8.11. Non-precipitation phenomena – The sensitivity of the WSR-88D allows technicians to see non precipitation echoes such as ground clutter, birds, solar effects birds, insects, fire and smoke plumes. Always verify the presence of non-precipitation phenomena with a certified weather technician.

8.11.1. Ground Clutter - Ground clutter is the return from a stationary non-weather related ground object such as a large building, city, highway over-pass or water tower. Semi-stationary objects such as fluttering leaves and cars also produce ground clutter returns. Ground returns are highly reflective due to the high density of the target and therefore easily identified. Depending upon the object, most ground clutter returns are stationary. If the viewer is not aware of the presence of ground clutter, over-interpretation can result (ie. echoes may be mistaken to be stronger than actual). Clutter suppression algorithms provide a filter; however, any signal not removed by the algorithm is considered "residual clutter." Anomolous Propogation (radar beam propogating through a non-standard atmosphere) can produce a ground clutter echo.

Birds and insects

8.11.2. The identification of insects can be difficult, except in extreme cases such as a locust swarm. However, bird flocks produce a strong signal for the radar (figure 8-18). The echo will expand outward into a ring, as the birds fly out towards their feeding areas. At night the process may reverse as the birds return.

Solar Effects

8.11.3. Solar Effects Echoes from the sunrise are narrow and similar to a "baseball bat" in shape. Solar effects can occur near sunrise or sunset, because the sun and NEXRAD radiates energy in the same microwave region of the electromagnetic spectrum

Fire and Smoke

8.11.4. Fire and smoke phenomena can be seen using NEXRAD (figure 8-19). The smoke source is primarily stationary with the plume blowing toward the direction of the wind-flow. In the example, the smoke plume grows and extends downstream (to the east-southeast) indicating a west-northwesterly flow.

Base Velocity Products

8.12. Velocity derived products, provides exact location and forecast movement of wind speeds, windshear and microburst activity. This information allows ATC shift supervisors to anticipate hazards and best manage airfield traffic flow. With base velocity products, negative values indicate inbound values and positive values indicate outbound values from your position. High winds are located by matching the display to the numerical code.

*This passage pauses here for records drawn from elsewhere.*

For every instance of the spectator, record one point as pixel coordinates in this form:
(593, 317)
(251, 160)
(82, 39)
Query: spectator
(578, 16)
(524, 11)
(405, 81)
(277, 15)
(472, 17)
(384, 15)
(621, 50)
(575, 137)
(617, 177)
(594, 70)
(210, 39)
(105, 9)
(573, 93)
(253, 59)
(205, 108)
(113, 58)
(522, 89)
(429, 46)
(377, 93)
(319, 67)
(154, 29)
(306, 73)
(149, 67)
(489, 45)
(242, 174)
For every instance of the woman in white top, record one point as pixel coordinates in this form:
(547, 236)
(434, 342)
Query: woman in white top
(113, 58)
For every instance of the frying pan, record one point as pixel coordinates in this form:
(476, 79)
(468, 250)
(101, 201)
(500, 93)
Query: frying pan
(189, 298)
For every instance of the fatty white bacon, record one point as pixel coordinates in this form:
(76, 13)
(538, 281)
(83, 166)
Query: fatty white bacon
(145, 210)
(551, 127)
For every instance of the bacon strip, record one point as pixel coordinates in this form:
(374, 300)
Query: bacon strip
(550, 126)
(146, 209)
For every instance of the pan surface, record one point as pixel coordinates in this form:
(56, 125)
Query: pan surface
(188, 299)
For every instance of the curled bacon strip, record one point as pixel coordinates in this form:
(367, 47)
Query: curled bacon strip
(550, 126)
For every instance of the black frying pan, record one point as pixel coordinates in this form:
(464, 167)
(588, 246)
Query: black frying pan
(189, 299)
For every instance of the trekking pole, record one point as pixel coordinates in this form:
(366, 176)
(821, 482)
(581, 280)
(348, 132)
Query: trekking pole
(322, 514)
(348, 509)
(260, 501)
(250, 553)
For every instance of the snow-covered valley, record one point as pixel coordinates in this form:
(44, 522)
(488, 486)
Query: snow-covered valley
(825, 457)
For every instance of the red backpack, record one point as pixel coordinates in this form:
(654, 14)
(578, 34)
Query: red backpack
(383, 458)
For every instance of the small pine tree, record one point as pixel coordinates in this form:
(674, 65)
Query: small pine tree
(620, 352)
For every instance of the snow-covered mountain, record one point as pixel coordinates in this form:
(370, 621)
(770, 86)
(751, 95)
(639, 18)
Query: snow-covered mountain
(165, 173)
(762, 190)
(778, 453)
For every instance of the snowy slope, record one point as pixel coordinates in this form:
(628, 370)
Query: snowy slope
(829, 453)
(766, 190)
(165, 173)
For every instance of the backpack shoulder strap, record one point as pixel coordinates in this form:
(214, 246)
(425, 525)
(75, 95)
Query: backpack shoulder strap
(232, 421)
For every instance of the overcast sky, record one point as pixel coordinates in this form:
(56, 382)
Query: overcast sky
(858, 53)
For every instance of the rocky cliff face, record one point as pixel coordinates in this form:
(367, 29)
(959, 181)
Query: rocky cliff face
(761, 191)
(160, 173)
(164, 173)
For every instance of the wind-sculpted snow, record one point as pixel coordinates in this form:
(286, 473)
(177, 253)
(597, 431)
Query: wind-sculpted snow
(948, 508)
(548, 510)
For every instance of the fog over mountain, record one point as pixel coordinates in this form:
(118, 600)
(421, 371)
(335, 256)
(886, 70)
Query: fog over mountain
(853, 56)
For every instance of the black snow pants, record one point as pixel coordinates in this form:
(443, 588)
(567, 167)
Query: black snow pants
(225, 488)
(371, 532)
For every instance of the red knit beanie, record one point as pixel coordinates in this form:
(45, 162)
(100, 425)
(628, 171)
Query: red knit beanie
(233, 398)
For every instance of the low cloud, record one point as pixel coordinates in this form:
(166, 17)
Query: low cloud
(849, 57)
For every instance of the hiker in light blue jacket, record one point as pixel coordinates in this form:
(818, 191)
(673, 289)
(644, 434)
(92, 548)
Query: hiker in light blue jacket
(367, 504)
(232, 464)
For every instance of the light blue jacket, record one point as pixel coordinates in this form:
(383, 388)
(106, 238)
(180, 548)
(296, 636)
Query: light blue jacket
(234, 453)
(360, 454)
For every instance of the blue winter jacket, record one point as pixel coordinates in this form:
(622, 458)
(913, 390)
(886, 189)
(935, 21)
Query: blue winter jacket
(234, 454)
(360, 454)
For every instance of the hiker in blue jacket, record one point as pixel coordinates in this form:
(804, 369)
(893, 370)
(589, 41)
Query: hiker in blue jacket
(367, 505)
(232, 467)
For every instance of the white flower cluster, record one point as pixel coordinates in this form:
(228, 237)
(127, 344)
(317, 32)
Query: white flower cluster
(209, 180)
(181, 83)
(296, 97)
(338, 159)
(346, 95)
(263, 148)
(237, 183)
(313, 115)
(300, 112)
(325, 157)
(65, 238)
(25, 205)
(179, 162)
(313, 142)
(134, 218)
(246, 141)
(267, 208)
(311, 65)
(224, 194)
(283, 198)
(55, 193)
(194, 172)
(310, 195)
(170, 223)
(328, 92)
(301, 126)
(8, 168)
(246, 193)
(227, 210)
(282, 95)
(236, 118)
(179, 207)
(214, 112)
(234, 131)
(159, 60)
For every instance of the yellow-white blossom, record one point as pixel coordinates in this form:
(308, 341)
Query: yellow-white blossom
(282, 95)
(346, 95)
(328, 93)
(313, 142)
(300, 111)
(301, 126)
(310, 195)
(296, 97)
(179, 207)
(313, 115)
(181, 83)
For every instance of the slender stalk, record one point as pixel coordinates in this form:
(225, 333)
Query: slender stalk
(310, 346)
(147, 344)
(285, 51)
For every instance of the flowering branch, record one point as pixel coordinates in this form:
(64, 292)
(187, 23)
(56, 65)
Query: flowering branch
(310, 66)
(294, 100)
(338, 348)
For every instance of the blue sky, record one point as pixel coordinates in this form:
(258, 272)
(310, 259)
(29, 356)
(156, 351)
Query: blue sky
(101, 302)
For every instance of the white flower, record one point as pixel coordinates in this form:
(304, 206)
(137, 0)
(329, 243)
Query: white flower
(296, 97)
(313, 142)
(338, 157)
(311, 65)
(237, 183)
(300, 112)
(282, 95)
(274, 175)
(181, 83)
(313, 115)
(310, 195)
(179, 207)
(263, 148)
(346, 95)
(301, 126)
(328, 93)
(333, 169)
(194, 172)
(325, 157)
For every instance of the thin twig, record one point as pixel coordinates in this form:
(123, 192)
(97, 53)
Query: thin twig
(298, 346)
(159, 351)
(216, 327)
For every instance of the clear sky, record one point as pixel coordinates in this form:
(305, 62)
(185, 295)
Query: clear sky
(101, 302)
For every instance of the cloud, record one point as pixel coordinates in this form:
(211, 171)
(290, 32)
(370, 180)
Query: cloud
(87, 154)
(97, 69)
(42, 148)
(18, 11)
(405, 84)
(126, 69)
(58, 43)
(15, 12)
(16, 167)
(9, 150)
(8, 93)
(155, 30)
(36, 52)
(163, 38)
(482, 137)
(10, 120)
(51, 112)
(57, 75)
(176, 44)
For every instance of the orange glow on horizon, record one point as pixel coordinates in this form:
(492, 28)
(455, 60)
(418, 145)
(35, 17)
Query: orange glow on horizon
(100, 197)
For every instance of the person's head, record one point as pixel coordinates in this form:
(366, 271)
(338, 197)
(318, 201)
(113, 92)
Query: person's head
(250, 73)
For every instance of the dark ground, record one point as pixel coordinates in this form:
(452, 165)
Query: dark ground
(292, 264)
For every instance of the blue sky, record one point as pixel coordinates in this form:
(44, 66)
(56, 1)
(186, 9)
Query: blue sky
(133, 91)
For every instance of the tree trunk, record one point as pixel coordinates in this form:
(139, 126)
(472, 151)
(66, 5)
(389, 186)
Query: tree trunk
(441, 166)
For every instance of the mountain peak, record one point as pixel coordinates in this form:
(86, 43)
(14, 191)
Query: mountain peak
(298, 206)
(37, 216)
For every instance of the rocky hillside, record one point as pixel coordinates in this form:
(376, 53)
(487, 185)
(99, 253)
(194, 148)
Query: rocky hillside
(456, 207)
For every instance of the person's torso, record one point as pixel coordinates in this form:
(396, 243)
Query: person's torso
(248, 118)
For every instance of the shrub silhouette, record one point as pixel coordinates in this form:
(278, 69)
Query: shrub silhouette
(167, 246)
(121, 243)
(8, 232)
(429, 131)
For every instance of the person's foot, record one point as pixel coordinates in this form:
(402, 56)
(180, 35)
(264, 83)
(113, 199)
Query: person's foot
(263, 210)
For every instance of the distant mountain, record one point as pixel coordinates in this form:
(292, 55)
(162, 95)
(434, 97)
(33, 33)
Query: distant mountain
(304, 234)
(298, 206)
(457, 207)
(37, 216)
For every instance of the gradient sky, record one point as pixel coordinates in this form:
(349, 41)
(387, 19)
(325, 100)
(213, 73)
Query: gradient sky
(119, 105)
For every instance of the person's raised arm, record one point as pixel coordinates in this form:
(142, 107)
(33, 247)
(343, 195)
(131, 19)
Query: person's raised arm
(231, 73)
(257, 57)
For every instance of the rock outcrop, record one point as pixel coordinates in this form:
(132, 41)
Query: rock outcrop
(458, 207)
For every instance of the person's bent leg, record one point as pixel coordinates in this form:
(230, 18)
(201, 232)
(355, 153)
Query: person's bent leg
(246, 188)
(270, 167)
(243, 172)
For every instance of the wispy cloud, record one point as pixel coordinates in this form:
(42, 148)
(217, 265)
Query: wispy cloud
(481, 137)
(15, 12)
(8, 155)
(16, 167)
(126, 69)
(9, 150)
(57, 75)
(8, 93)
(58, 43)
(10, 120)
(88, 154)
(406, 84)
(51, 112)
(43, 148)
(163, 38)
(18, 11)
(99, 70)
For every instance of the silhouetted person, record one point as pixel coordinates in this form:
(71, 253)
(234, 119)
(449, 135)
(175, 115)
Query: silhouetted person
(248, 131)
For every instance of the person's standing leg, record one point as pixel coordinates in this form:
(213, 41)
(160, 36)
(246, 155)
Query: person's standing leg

Vertial Azimuth Display (VAD) Wind Profile Product

8.12.1. NEXRAD is capable of displaying vertical wind profiles within 20 nm of the station (figure 7-21). The VAD Product is an effective briefing tool to show real-time winds at multiple flight altitudes provides effective real-time winds When the Wind Display is selected, "KT" replaces the "DBZ" units, because the units of measure are "knots." Wind shafts depict direction, barbs depict the speed. VAD products are available during in-person briefings where there is an applications terminal.

8.12.2. There are several display data analysis options available to detect windshear such as Low Level Wind Shear Alert Systems (LLWAS) and Terminal Doppler Weather Radar (TDWR). The pilot is briefed by technicians if the presence of windshear is detected or suspected. Regardless of airfield capability, pilot awareness and coordination are crucial for timely windshear recognition and recovery.